Quels sont les objectifs et les intentions de l'Union des Ukrainiens de France ?

Nous désirons nouer un maximum de relations avec les parlementaires français et les élus municipaux. Ces relations doivent faciliter l’organisation de conférences et d’expositions, de mise en connexion avec des comités de jumelage afin de favoriser ces derniers entre les villes françaises et ukrainiennes. Il nous semble primordial d’avoir des entrées dans les écoles françaises afin de pouvoir présenter des spectacles avec des thèmes ukrainiens. Il est essentiel que les Français fassent connaissance avec l’Ukraine à travers son histoire réelle et sa culture et cela ne peut s’effectuer qu’avec des échanges qui définissent clairement le rôle de « pont » auquel nous désirons accéder.

Nous avions quelques relations intéressantes  avec des Parlementaires français mais du fait des dernières élections législatives, plus de 70% des Députés sont de nouveaux élus,  nous devons absolument nouer des contacts avec ces « nouveaux venus » dans le monde parlementaire.

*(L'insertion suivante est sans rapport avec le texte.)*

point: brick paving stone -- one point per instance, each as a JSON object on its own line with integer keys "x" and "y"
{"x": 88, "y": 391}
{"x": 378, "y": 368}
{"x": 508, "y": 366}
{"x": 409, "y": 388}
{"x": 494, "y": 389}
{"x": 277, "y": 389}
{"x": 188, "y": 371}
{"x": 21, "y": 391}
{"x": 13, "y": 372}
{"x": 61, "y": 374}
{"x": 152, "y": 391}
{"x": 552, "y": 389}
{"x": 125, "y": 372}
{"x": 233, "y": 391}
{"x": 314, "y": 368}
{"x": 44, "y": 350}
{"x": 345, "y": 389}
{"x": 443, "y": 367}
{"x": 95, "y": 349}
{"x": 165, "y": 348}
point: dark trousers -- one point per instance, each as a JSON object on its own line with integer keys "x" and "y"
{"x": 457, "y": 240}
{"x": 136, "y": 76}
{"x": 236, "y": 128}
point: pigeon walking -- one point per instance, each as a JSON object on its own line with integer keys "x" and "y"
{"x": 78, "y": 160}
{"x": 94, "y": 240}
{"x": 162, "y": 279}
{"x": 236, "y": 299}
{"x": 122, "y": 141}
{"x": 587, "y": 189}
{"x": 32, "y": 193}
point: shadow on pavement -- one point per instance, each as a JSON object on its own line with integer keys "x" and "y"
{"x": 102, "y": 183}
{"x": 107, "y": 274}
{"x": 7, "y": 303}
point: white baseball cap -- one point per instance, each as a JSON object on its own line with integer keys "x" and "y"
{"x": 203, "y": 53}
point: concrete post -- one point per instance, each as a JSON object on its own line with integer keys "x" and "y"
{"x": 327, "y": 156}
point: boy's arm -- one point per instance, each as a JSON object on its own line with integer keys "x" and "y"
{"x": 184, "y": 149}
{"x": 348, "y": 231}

Il y a longtemps que la diaspora russe s’est activement engagée dans la vie de la société française tandis que nous sommes restés sur la touche.

Фото: Виктория Козак
Фото: Виктория Козак

Vous avez parlé de la diaspora russe en France. Pourriez-vous en dire plus, s'il vous plait ? Est-ce qu'elle a suffisamment de ressources pour propager les idées du Kremlin en France ?

La russophilie et l’imaginaire russe avec tout ce qu’ils comportent de démesure et d’inexactitude, sont profondément enracinés en France. Le mythe de la Sainte Russie Eternelle est particulièrement vivace.  « Kyiv, berceau de la Russie et autres fadaises sont régulièrement utilisées par les différents médias français ».   Mais le plus insupportable est d’entendre des hommes politiques français s’ériger en historien et expliquer que la Russie est issue de Kyiv et que les « Galiciens » osent employer le mot de « Moscals » pour désigner les Russes. Un tel degré d’ignorance ou de totale inféodation à la Russie est malheureusement encore trop courant dans la France du 21ème siècle. La diaspora russe, issue du tsarisme, est totalement alignée sur ces thèses : monarchisme et démocrature se rejoignent dès lors qu’il s’agit d’affirmer les grands mythes russes.

Les deux Maïdans ont quelque peu modifié la perception française de l’Ukraine. Il est évident qu’il convient d’augmenter considérablement les informations relatives à l’Ukraine et c’est seulement ainsi que le statuquo actuel évoluera dans notre sens.

Фото: Виктория Козак

Quelle est la situation actuelle ?

Mon âge me permet d’avoir connu les temps d’après guerre où quasiment le 1/3 du corps électoral français votait communiste. C’était le temps où, systématiquement, les Ukrainiens (pas seulement  ceux de la diaspora) étaient qualifiés de nazis, de collaborateurs, d’antisémites, etc … La propagande moscovite était totalement relayée par des journaux, par des hommes politiques, par des structures diverses totalement dépendantes financièrement de Moscou.

Le temps a passé, les choses ont changé, mais de cette période il reste des traces et la propagande actuelle de Poutine emploie strictement les mêmes arguments que ceux utilisés jadis. Malgré la crise économique qui sévit en Russie, le Kremlin n’hésite pas à investir des sommes considérables dans le domaine de la désinformation.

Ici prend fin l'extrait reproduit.